Le colonialisme a quasiment pris fin avec la défaite de l'apartheid en Afrique du Sud. La guerre froide s'est terminée avec l'effondrement du mur de Berlin. Les deux piliers du non-alignement se sont ainsi écroulés.

Mais les principes qui le sous-tendaient demeurent d'actualité. Il serait bon, dans l'immédiat et à long terme, que toutes les nations :

Refusent que l'ordre international soit fondé sur la puissance et la force militaire;

Affirment que les relations internationales doivent reposer sur les principes de l'indépendance et de l'égalité souveraine;

Reconnaissent que le développement est un besoin universel et qu'il existe un lien entre désarmement et développement;

S'engagent à résoudre les questions mondiales au niveau multilatéral par l'intermédiaire de l'Organisation des Nations Unies;

Expriment leur attachement à une solidarité qui transcende la diversité — tout en y puisant sa force.
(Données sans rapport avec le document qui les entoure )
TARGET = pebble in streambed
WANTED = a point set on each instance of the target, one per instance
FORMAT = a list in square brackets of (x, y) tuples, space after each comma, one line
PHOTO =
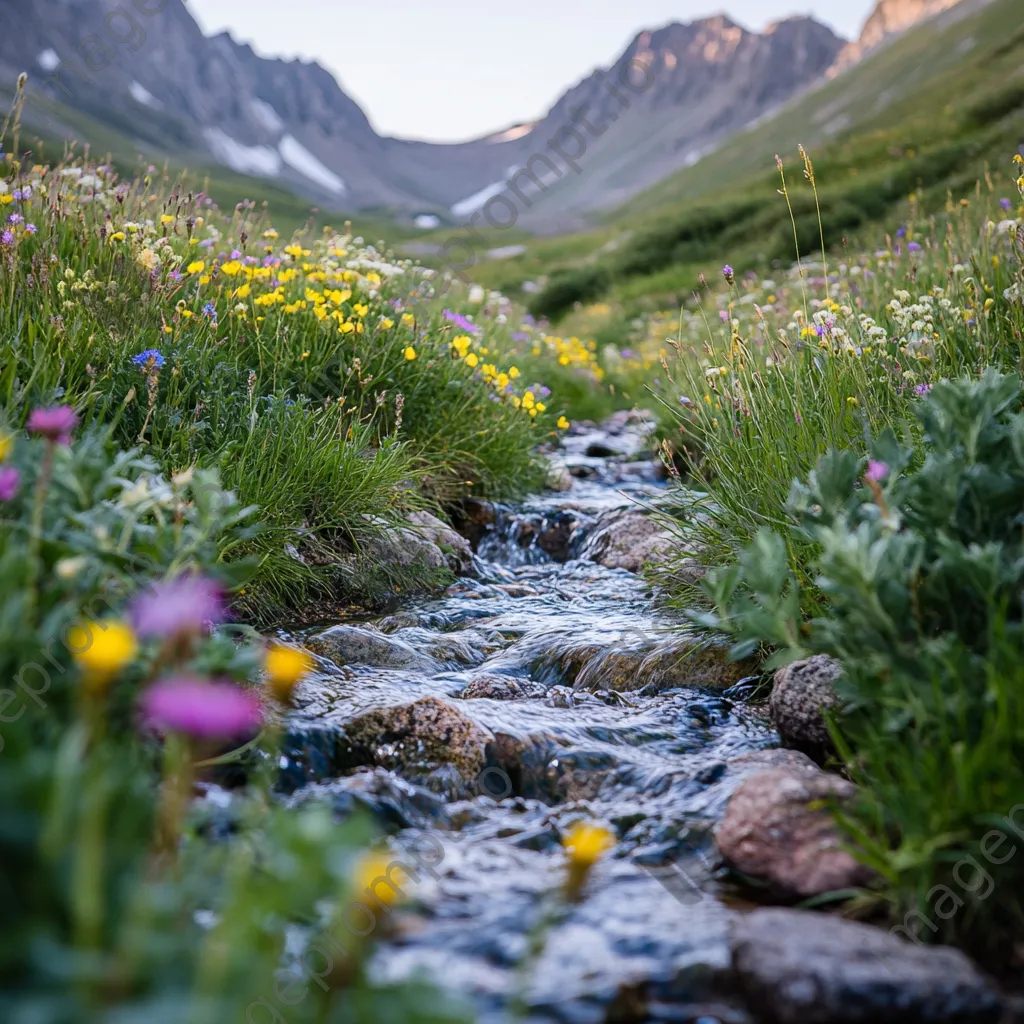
[(545, 689)]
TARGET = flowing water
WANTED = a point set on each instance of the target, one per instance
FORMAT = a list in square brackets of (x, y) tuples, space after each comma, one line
[(591, 714)]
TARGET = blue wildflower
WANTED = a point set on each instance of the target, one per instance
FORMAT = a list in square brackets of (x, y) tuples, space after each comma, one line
[(152, 357)]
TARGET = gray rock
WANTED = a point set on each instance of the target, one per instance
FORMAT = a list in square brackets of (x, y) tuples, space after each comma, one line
[(777, 830), (494, 687), (627, 539), (800, 693), (455, 548), (363, 645), (420, 736), (797, 967)]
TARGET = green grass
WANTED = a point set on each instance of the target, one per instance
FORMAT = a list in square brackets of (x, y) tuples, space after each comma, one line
[(926, 115), (302, 393)]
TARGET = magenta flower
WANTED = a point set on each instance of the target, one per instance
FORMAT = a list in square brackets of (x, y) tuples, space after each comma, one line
[(55, 423), (186, 604), (200, 709), (8, 482)]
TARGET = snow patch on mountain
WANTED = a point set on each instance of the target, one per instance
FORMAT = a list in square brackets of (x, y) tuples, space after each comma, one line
[(267, 117), (259, 160), (142, 95), (300, 159), (48, 59)]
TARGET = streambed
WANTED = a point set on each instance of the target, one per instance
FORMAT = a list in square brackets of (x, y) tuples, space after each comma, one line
[(588, 707)]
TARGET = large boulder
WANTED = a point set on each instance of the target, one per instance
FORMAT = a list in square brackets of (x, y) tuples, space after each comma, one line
[(627, 539), (419, 737), (797, 967), (778, 829), (458, 554), (801, 693)]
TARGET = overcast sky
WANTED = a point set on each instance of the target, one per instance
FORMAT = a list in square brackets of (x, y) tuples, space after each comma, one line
[(446, 70)]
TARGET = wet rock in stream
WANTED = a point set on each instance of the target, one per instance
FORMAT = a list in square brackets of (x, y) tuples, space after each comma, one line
[(805, 968), (778, 830), (551, 674)]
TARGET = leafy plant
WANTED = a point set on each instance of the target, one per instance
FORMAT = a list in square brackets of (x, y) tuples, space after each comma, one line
[(920, 558)]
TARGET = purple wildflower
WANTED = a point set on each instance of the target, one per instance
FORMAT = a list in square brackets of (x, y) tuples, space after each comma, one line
[(877, 471), (153, 355), (186, 604), (461, 322), (8, 482), (201, 709), (55, 423)]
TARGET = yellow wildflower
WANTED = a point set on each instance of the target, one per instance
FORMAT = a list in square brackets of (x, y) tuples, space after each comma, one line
[(286, 668), (375, 878), (101, 650)]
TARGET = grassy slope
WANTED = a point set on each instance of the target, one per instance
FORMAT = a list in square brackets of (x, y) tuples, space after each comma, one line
[(134, 143), (927, 112)]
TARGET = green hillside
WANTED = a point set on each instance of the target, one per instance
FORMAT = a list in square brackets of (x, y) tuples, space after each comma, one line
[(927, 116)]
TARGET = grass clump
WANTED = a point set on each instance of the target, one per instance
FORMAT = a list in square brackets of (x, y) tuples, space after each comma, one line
[(919, 559), (329, 382)]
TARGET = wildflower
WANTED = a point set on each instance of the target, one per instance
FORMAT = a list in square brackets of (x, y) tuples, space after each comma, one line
[(201, 709), (55, 423), (151, 357), (585, 844), (376, 867), (461, 322), (8, 482), (877, 471), (286, 668), (101, 650), (176, 607)]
À l'ONU, j'applique quotidiennement les principes du non-alignement, qui orientent tous les aspects de mon travail de Secrétaire général. Et je tiens à témoigner aujourd'hui ici de leur importance croissante.

L'heure est venue d'une renaissance du non-alignement. Bien que la guerre froide ait pris fin et que la décolonisation soit presque achevée, nous sommes loin d'avoir atteint notre objectif d'un ordre mondial juste, pacifique et équitable.

La démarche sur laquelle repose le non-alignement est plus pertinente que jamais. Il existe un lien de continuité direct entre les principes qui sous- tendaient le Mouvement à l'origine, les doctrines qu'ils perpétuent et la nouvelle préoccupation qui nous pousse aujourd'hui à l'action, à savoir la démocratisation à l'échelle internationale. Nous sommes à une époque charnière, à un tournant décisif de l'histoire des relations internationales. La bipolarisation a disparu mais n'a pas encore été remplacée par de nouvelles structures. En même temps que des problèmes anciens ressurgissent dans des contextes différents, le monde doit faire face à une multitude de nouveaux problèmes dont la portée dépasse indéniablement les frontières nationales.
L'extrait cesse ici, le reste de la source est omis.